Спендий повторил то же самое галлам, грекам, кампанийцам, балеарам. Узнав несколько имен, донесшихся до их слуха, наемники были убеждены, что он точно передает речь суффета. Несколько человек крикнули ему: «Ты лжешь!», – но их голоса потонули в общем гуле. Спендий прибавил:
– Разве вы не заметили, что он оставил у входа в лагерь часть своей конницы? По его знаку воины примчатся, чтобы всех вас умертвить.
Варвары повернулись в сторону входа; толпа расступилась, и в центре ее очутился человек, двигавшийся медленно, точно призрак, сгорбленный, худой, совершенно голый, покрытый до пояса длинными взъерошенными волосами с торчащими в них сухими листьями и шипами, весь в пыли. Бедра и колени его были обмотаны соломой, смешанной с глиной, и холщовым тряпьем; сморщенная землистая кожа свисала с костлявого тела, как мох с сухих веток; руки непрерывно дрожали, и шел он, опираясь на палку из оливкового дерева.

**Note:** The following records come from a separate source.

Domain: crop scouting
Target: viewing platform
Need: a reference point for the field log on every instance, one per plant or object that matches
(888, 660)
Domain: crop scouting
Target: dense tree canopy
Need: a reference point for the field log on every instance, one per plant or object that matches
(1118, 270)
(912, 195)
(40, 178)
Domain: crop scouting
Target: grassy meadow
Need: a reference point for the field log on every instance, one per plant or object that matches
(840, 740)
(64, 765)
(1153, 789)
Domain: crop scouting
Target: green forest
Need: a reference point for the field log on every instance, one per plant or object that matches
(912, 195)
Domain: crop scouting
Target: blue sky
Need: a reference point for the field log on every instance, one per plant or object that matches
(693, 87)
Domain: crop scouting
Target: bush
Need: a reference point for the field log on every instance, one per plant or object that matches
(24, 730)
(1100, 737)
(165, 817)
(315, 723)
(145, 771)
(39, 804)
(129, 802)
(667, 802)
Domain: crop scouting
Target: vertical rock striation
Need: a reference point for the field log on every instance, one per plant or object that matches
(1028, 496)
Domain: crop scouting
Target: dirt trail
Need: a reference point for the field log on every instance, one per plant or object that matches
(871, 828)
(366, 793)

Он приблизился к неграм, державшим факелы. Тупая, бессмысленная усмешка обнажила его бледные десны. Он рассматривал широко раскрытыми, испуганными глазами толпу варваров.
Вдруг он отскочил и спрятался за их спины.
– Вот они, вот они! – бормотал он, указывая на охрану суффета, неподвижно застывшую в своих сверкающих латах.
Лошади вздымались на дыбы, ослепленные факелами, с треском пылавшими во мраке. Человек, казавшийся призраком, бился и вопил:
– Они их убили!
При этих словах, которые он выкрикивал на балеарском наречии, прибежали балеары и узнали его; не отвечая им, он повторял:
– Да, убили, всех убили! Раздавили, как виноград! Таких молодых, таких красивых! Метателей из пращи! Моих товарищей и ваших!
Ему дали вина, и он заплакал; потом начал говорить без умолку.
Спендий едва сдерживал свою радость, объясняя грекам и ливийцам, о каких ужасах рассказывал Зарксас. Он боялся верить его словам, до того все это было кстати. Балеары бледнели, слушая о том, как погибли их товарищи.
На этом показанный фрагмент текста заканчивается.